The source said the president's “leaning in” on the issue is primarily aimed at putting pressure on vulnerable Democratic senators such as Heidi Heitkamp of North Dakota and Joe Donnelly of Indiana whom Republicans hope to defeat in November.

Ahead of the meeting on Thursday, Agriculture Secretary Sonny Perdue said the president wouldn't issue a veto threat but would tell the lawmakers he "looks forward to some form of work requirements in the farm bill."

He added, "We know from president’s campaign and from his remarks that what he believes is that the believes the American generosity and  and compassion of American people and the American taxpayer should not be abused with a permanent entitlement program which was designed to be a transitional program back back to restore people to independence."

House Agriculture Chairman Mike Conaway, R-Texas, declined Wednesday afternoon to say what he expected from Trump but said a veto threat could help win over some House conservatives.

“The president’s full-throated support for work requirements would be a huge help to some of our folks who are conflicted by wanting to do what we are trying to do on the SNAP program but have some lingering anxieties over the non-SNAP portions of the farm bill,” Conaway said.

The White House congressional liaison, Marc Short, told reporters in response to a Wall Street Journal story that it was “way too early” to talk about a veto threat.

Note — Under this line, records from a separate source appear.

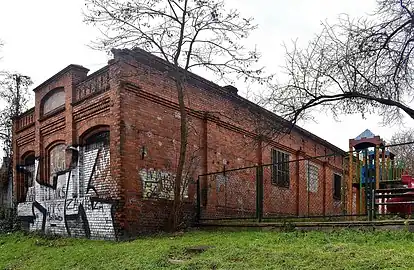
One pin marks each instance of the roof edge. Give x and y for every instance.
(144, 55)
(60, 73)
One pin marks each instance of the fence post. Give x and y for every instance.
(198, 199)
(259, 193)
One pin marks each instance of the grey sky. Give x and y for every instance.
(41, 37)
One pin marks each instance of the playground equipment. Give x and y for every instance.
(377, 183)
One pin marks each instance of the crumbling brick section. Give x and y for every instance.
(122, 188)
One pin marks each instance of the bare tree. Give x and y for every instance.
(360, 65)
(404, 149)
(188, 34)
(15, 96)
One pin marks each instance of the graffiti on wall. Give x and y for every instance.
(72, 205)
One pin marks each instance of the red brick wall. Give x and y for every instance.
(139, 108)
(226, 140)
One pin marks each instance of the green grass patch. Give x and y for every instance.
(345, 249)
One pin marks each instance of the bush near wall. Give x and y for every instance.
(8, 220)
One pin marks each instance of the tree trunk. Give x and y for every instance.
(177, 204)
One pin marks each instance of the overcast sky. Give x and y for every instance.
(41, 37)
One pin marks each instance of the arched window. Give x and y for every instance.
(53, 101)
(55, 161)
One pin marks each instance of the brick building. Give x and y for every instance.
(96, 155)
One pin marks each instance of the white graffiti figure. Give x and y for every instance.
(64, 207)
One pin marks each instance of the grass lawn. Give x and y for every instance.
(347, 249)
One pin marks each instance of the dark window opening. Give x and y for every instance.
(337, 187)
(280, 169)
(29, 165)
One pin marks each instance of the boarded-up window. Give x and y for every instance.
(57, 159)
(29, 176)
(54, 101)
(312, 178)
(95, 167)
(280, 169)
(337, 186)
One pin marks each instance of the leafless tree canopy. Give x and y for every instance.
(188, 33)
(360, 65)
(14, 96)
(404, 152)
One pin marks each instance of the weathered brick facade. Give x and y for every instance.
(100, 162)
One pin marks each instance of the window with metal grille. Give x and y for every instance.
(280, 169)
(337, 186)
(312, 178)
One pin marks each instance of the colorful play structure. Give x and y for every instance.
(377, 181)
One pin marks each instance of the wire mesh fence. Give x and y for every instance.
(286, 188)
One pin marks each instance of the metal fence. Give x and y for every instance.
(289, 188)
(380, 185)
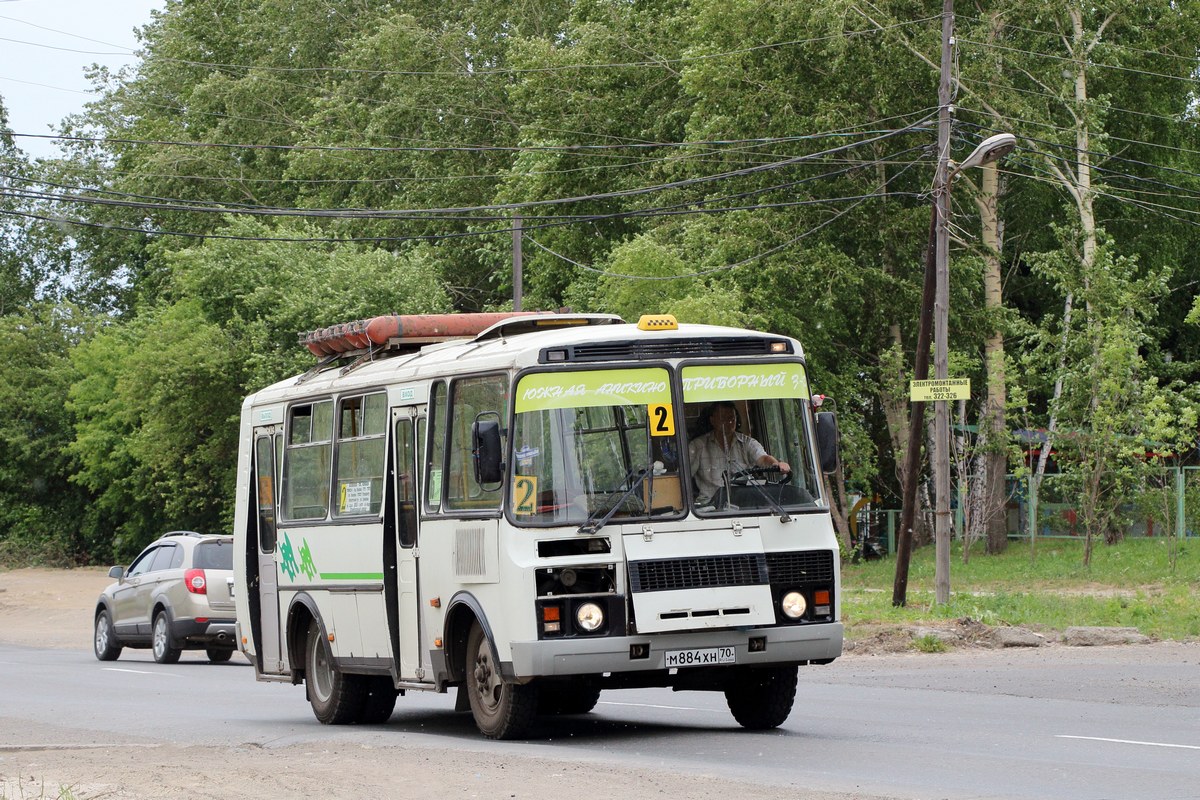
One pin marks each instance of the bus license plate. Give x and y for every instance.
(700, 657)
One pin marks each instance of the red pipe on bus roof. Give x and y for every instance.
(379, 330)
(382, 329)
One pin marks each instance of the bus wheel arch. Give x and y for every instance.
(463, 612)
(301, 612)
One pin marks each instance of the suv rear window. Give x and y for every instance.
(213, 555)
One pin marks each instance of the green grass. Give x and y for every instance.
(1152, 584)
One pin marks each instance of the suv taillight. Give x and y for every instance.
(196, 582)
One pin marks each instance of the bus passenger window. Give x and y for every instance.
(436, 450)
(471, 397)
(306, 465)
(360, 456)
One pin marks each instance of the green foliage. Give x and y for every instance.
(288, 106)
(39, 507)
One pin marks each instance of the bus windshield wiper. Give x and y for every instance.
(774, 506)
(592, 524)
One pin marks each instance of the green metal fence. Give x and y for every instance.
(1168, 505)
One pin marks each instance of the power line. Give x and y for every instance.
(729, 268)
(375, 214)
(480, 72)
(156, 203)
(1090, 62)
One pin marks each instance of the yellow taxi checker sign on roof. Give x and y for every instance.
(658, 323)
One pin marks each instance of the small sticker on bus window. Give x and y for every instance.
(525, 494)
(355, 498)
(661, 419)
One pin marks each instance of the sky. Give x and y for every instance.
(46, 46)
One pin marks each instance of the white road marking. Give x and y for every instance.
(669, 708)
(1131, 741)
(31, 746)
(138, 672)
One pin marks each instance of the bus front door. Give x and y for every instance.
(267, 585)
(407, 427)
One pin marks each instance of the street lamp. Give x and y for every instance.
(935, 301)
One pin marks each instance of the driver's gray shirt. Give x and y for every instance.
(708, 459)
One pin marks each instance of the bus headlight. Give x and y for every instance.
(589, 617)
(793, 605)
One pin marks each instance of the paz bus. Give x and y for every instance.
(504, 505)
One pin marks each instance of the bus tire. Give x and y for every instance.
(379, 701)
(502, 710)
(762, 698)
(336, 698)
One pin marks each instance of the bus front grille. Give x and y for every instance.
(705, 572)
(801, 566)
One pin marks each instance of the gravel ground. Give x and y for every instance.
(52, 608)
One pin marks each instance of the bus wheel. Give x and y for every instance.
(762, 698)
(502, 710)
(335, 698)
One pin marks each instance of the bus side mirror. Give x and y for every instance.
(827, 441)
(486, 449)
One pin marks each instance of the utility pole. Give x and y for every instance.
(941, 456)
(916, 425)
(516, 263)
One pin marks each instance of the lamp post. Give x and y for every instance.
(936, 280)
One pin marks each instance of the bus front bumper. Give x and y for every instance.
(622, 654)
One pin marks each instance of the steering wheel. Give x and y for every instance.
(771, 475)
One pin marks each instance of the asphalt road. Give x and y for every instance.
(1055, 723)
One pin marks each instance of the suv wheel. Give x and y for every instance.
(163, 653)
(105, 642)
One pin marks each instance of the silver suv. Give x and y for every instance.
(175, 596)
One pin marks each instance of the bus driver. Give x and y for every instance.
(723, 452)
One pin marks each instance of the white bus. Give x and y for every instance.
(505, 504)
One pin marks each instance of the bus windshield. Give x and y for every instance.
(586, 443)
(601, 444)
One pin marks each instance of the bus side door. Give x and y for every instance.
(407, 425)
(268, 443)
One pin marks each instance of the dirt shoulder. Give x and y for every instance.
(49, 608)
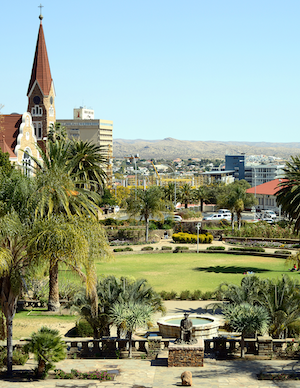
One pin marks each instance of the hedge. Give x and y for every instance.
(192, 238)
(248, 249)
(215, 248)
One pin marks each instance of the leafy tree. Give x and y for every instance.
(111, 290)
(15, 267)
(247, 319)
(5, 165)
(72, 241)
(47, 347)
(130, 316)
(146, 203)
(288, 195)
(201, 194)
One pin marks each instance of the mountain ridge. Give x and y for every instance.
(171, 148)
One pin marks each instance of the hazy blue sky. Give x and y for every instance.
(193, 69)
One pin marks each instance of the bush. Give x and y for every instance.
(164, 248)
(168, 295)
(190, 238)
(84, 329)
(148, 248)
(248, 249)
(196, 295)
(125, 249)
(185, 295)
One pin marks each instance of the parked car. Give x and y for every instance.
(269, 214)
(212, 217)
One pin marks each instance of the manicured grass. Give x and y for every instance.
(189, 271)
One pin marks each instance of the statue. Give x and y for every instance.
(186, 329)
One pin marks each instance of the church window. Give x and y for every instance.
(26, 162)
(37, 111)
(38, 130)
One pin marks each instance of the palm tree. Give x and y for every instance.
(146, 203)
(288, 195)
(15, 267)
(201, 195)
(89, 162)
(130, 316)
(246, 319)
(186, 194)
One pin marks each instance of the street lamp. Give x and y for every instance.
(173, 169)
(198, 226)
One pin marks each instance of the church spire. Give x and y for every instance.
(40, 69)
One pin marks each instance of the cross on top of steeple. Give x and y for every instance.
(40, 7)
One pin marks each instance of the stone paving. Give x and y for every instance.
(154, 374)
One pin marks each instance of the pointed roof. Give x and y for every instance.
(41, 69)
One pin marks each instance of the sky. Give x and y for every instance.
(224, 70)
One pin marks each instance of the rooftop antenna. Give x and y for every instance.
(41, 16)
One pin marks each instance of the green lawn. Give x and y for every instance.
(182, 271)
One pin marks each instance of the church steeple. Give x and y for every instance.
(41, 94)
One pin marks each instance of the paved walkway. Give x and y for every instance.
(154, 374)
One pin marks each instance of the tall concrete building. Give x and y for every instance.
(85, 127)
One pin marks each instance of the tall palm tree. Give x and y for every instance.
(145, 204)
(289, 194)
(88, 163)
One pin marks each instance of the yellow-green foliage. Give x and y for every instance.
(192, 238)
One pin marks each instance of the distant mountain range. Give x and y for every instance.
(170, 148)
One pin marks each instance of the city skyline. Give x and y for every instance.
(190, 71)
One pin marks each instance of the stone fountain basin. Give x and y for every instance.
(204, 326)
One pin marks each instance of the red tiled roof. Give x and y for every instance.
(41, 69)
(10, 125)
(268, 188)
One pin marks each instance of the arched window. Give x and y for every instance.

But he said that SNAP work requirements were a priority for the president “and that is something he will be encouraging." He said Thursday’s meeting was intended to brief the president on the progress being made on the bill.

Conaway said he still expected the House to debate his committee’s bill next week. The bill would require adults under 60 and parents of children over 6 who receive SNAP benefits to work at least 20 hours a week. Under current law, the work requirement is limited to able-bodied adults without dependents under the age of 50.

The bill also would prevent states from using a procedure called “broad-based categorical eligibility” to allow people to qualify for SNAP if their income exceeds the federal cut-off, which is 130 percent of the federal poverty level. For a three-person household that federal eligibility limit works out to $2,213 a month, or about $26,600 a year. In some states, people can qualify for SNAP with incomes at twice the poverty level.

A veto threat could complicate work on the farm bill for Senate Agriculture Chairman Pat Roberts, R-Kan. He and the committee’s ranking Democrat, Debbie Stabenow of Michigan, have said they are committed to writing a bipartisan bill that would exclude the controversial SNAP provisions in the House bill. The bill would need at least 60 votes to pass the Senate and there are only 51 Republicans.

Roberts told reporters he didn’t expect Trump to make a veto threat on Thursday. ”We have not heard any report or any comment from anybody we’re dealing with in the White House” about that, he said. “Farmers need certainty and predictability and they need a bill,” he said.

Even if the Senate omits the work requirements in its bill, Conaway has said he would insist that a House-Senate conference agreement on the final version include some reforms. Roberts said he incorrectly told reporters Tuesday that the White House meeting was scheduled for Wednesday. It is expected to include Agriculture Secretary Sonny Perdue.